Has anyone used Mosser Lee black sand (soil cover from Home Depot)? 

It looks like it's just inert, but I'm wondering about how fine it is. Anyone know? 

I typically use pool filter sand in most my tanks to not have air bubbles. 

I know about that black blasting sand from TS, but I'm not sure I'm comfortable using that. I've read about oil slicks and fish death.


----------



## varanidguy (Sep 8, 2017)

captmicha said:


> Has anyone used Mosser Lee black sand (soil cover from Home Depot)?
> 
> It looks like it's just inert, but I'm wondering about how fine it is. Anyone know?
> 
> ...


There's a question about that on the Home Depot page (is it aquarium safe) and the two answers are claiming yes.

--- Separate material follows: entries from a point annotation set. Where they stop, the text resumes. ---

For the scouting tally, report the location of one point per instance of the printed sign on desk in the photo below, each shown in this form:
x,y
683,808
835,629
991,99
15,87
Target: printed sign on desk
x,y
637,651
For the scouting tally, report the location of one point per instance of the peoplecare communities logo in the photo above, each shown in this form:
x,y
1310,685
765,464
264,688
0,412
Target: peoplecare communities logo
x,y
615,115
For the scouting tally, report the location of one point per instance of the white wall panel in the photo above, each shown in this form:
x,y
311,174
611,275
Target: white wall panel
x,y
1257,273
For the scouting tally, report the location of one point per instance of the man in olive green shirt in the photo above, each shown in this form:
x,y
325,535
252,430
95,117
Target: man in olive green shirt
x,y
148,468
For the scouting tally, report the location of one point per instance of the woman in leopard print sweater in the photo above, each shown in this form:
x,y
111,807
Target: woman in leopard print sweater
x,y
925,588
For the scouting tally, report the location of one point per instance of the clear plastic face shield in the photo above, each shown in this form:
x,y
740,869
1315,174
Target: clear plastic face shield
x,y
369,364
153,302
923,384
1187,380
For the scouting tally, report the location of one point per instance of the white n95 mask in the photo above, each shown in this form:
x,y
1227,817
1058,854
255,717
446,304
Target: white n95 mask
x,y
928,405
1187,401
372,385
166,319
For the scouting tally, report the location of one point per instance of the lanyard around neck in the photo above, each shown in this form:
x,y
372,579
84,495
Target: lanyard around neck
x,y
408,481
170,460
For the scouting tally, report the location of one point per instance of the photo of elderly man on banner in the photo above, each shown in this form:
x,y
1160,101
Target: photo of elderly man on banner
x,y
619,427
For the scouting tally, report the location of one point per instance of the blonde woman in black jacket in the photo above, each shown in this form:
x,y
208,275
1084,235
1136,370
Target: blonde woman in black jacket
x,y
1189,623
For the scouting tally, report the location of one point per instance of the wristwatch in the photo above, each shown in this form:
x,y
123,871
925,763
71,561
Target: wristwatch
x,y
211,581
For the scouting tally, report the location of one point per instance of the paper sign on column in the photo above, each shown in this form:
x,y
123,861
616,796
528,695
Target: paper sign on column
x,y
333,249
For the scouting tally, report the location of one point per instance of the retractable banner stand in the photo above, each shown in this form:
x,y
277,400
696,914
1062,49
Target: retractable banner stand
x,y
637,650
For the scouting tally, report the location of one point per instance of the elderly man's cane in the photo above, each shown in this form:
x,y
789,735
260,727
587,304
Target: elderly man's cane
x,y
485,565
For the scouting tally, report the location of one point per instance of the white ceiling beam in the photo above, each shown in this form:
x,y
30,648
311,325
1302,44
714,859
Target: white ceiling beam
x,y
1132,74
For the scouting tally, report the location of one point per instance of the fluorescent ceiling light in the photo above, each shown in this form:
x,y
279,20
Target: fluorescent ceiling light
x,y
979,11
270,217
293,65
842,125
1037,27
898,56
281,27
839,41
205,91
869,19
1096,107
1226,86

Now I am also curious...awaiting any information someone might be able to share. lol


----------



## captmicha (Jul 12, 2009)

Will let you know if I can remember.


----------



## beanbag (May 7, 2018)

It looks about the same as the TopFin or Imaginatarium brands of black sand at Pet*, i.e. grains are about 1.5mm and smaller.


----------



## varanidguy (Sep 8, 2017)

FWIW I use Black Diamond blasting sand and it hasn't caused any issues whatsoever. Just give it a thorough rinse before putting it in your tank. My cories do perfectly fine on it, long barbels and nice clean bellies.


----------